However, accomplishing theoretical high performance is challenging due to the Fermi level pinning effect. One method of overcoming the Fermi level pinning effect is to dope the semiconductor material. Unfortunatly, conventional doping method such as diffusion and ion implantation is inapplicable because regulating the penetration depth and avoiding damage to the lattice caused by ion energy are difficult. Therefore, novel doping methods suitable for WSe2 are required.
In this thesis, an oxidation-based doping approach for WSe2 is presented. After the top few layers of WSe2 are oxidized, WOX (x<3) is created, which has a higher work function than WSe2. The underlying WSe2 exhibits p-doping due to the difference of work functions between WSe2 and WOX.
First, Pt/hBN/WSe2 metal-insulator-semiconductor capaitor with inverted configuration is fabricated to demonstrate the p-doping effect of oxidation-based doping method. The oxidation through UV/ozone treatment is self-limiting process because WOX (x<3) acts as a diffusion barrier. The hole carrier concentration increases as the oxidation time increases. And, It is saturated after fully oxidation (180 min).

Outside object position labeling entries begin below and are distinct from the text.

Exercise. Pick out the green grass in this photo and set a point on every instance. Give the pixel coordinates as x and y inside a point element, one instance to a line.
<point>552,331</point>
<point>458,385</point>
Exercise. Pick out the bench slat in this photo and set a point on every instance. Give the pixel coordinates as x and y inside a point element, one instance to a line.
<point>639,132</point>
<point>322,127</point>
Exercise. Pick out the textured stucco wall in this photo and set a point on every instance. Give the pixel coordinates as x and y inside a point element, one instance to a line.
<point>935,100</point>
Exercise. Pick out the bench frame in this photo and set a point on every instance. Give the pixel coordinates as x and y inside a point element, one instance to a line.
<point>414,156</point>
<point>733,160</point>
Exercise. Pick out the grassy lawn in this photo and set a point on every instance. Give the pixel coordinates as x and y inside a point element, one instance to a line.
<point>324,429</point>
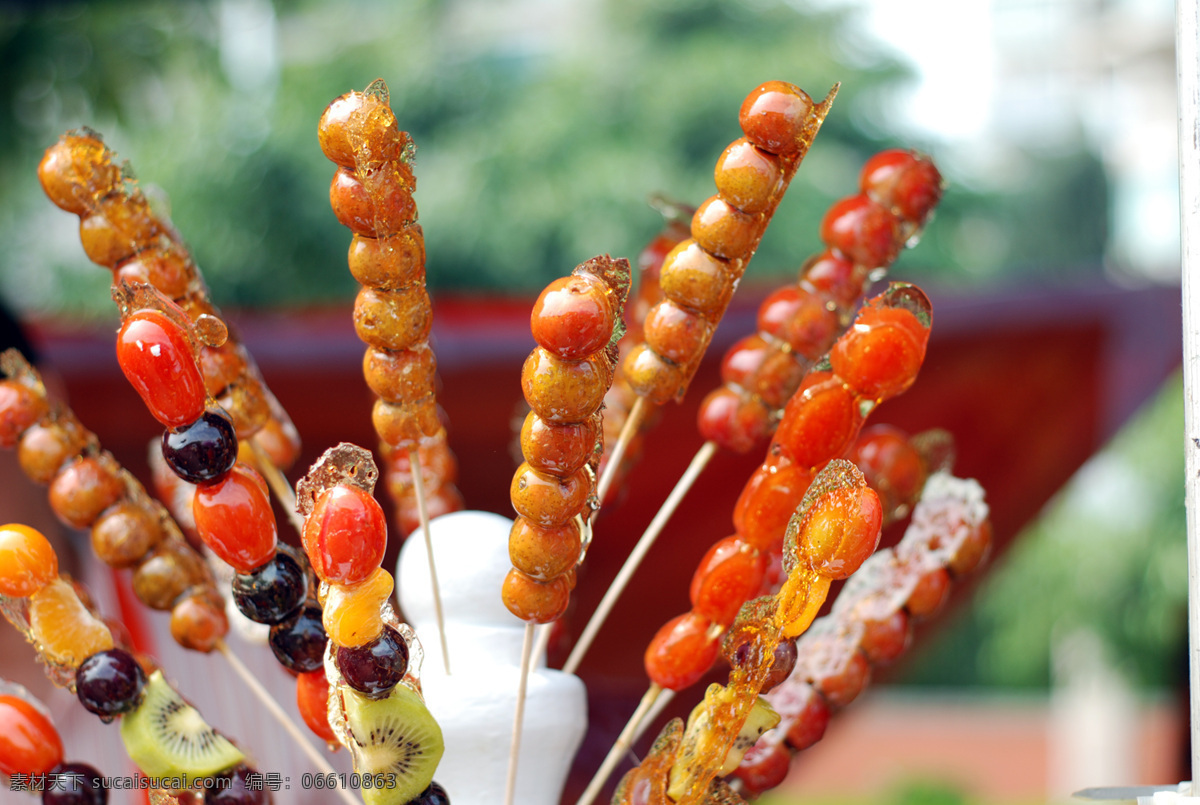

Second, WSe2-based metal-insulator-semiconductor field-effect transistor (MISFET) with a novel dielectric material is fabricated using self-aligned gate technique. HSQ is patterned on the channel region of FET as a novel gate dielectric material. Self aligned-gate allows selective oxidation of only source/drain regions of the FET without an additional mask process. Depending on oxidation time, electrical characteristics of fabricated devices were measured. As the duration of the remote O2 plasma treatment increases, the performance of the devices improves.
By offering a novel approach to dielectric materials and device structure, these findings can contribute to the practical fabrication process and performance enhancement of electronic devices based on 2D materials.